Copyright 2022, G. Christopher Scruggs, All Rights Reserved

[1] The story implies that sacrifices were already known at the time of Cain and Abel. Anthropologists believe that the practice of sacrificing to gods to secure their favor is nearly universal in human history. For a review of this phenomenon as it affects the Old Testament, see, R.K. Harrison, Introduction to the Old Testament (Grand Rapids, MI: William B. Eerdmans, 1969): Part Six.

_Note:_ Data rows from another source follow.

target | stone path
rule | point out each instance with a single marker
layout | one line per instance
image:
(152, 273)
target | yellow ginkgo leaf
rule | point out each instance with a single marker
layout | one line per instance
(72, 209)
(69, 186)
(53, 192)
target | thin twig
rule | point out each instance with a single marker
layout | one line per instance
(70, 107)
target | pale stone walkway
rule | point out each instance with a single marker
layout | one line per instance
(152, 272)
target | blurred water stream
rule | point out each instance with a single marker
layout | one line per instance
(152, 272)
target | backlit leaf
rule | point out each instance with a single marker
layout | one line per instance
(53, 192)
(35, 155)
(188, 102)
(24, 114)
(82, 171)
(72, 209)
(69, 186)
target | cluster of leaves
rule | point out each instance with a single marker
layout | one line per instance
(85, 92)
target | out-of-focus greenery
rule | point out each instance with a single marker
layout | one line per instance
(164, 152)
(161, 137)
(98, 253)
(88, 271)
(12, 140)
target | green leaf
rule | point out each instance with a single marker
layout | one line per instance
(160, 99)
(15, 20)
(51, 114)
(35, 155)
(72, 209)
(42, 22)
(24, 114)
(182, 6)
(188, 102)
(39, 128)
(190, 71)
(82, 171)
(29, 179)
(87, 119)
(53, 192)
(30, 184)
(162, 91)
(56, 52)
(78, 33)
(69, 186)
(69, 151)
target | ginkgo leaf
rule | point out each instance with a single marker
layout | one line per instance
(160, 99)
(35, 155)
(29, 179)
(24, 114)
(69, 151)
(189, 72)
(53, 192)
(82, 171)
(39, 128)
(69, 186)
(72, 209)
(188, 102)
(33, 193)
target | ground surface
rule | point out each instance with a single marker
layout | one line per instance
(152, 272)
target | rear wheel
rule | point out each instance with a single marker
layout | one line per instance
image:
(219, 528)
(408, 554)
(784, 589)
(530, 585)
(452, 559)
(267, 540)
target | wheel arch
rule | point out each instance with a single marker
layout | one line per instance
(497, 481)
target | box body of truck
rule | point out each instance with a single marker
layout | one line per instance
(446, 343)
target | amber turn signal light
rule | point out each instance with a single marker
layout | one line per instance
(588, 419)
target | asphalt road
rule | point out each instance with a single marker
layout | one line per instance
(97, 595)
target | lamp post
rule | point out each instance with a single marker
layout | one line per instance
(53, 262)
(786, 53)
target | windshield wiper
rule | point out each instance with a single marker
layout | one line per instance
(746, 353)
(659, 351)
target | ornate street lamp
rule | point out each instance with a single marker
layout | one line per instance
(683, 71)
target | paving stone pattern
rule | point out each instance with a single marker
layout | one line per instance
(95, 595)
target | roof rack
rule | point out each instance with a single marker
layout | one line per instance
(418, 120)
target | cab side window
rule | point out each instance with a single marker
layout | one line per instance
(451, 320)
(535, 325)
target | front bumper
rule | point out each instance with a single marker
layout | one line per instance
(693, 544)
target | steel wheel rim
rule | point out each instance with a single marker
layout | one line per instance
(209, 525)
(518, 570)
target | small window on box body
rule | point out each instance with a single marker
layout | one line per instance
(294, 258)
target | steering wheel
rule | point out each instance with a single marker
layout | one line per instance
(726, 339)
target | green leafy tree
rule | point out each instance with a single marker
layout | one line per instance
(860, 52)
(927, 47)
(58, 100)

[2] The story dates from a time when sacrifice is already known. Hebrews were nomadic shepherds, and so some commentators have seen in this story the tension between farmers and nomadic shepherds—a conflict which has been explored from time to time in contemporary westerns which pit the farmer against the rancher who wants land to graze cattle upon. There may be some memory of this in the story, but it cannot be the basic point of the story. The story makes plain its basic point, which is the continuing and growing power of sin and violence in human history. See, Everett Fox, In the Beginning (New York, NY: Schocken Books, 1983): 21. “Although this story may well have originated as a tale of enmity between two ways of life (farmer and shepherd), or in another context, it has obviously been transformed into something far more disturbing and universal.”

[3] Theologians have thought a lot about what made my sacrifice less acceptable than Abel’s. I do not think the fact that Cain offered grain and Abel offered meat from his sheep is the reason. Cain gave what he had; Abel gave what he had. I don’t think it is because God prefers shepherds to farmers. God loves everyone. I think that the key is in the comparison between what Cain brought—some of the grain—and what Abel brought—the best part of the first fruits of his flock (Genesis 4:2-4). David W. Spicer, OSB in “Genesis” in Berit Olam: Studies in Hebrew Narrative and Poetry (Collegeville, MN: Liturgical Press, 2003) 41. See also Driver in Westminster Commentaries Rev. & Enlarged ed (London, UK: Methuen & Co. 1926), 63

[4] See, E. A. Speiser, “Genesis” in the Anchor Bible (Garden City, NJ: Doubleday & Co., 1964): 30.

[5] It is significant that Cain cries out to God, “Today you are driving me from the land, and I will be hidden from your presence; I will be a restless wander upon the earth, and whoever finds me will kill me” (See, Gen. 4:13-14). As his father was sent from the Garden to wander upon the earth, so Cain will wander all of his days.

[6] St. Augustine, The Confessions of St. Augustine tr. John K. Ryan (New York, NY: Image Books, 1960): 43

[7] See for example, Reinhold Niebuhr, Moral and Immoral Society: A Study in Christian Ethics and Politics Louisville, KY: Westminster John Knox Press, 1932, 2001.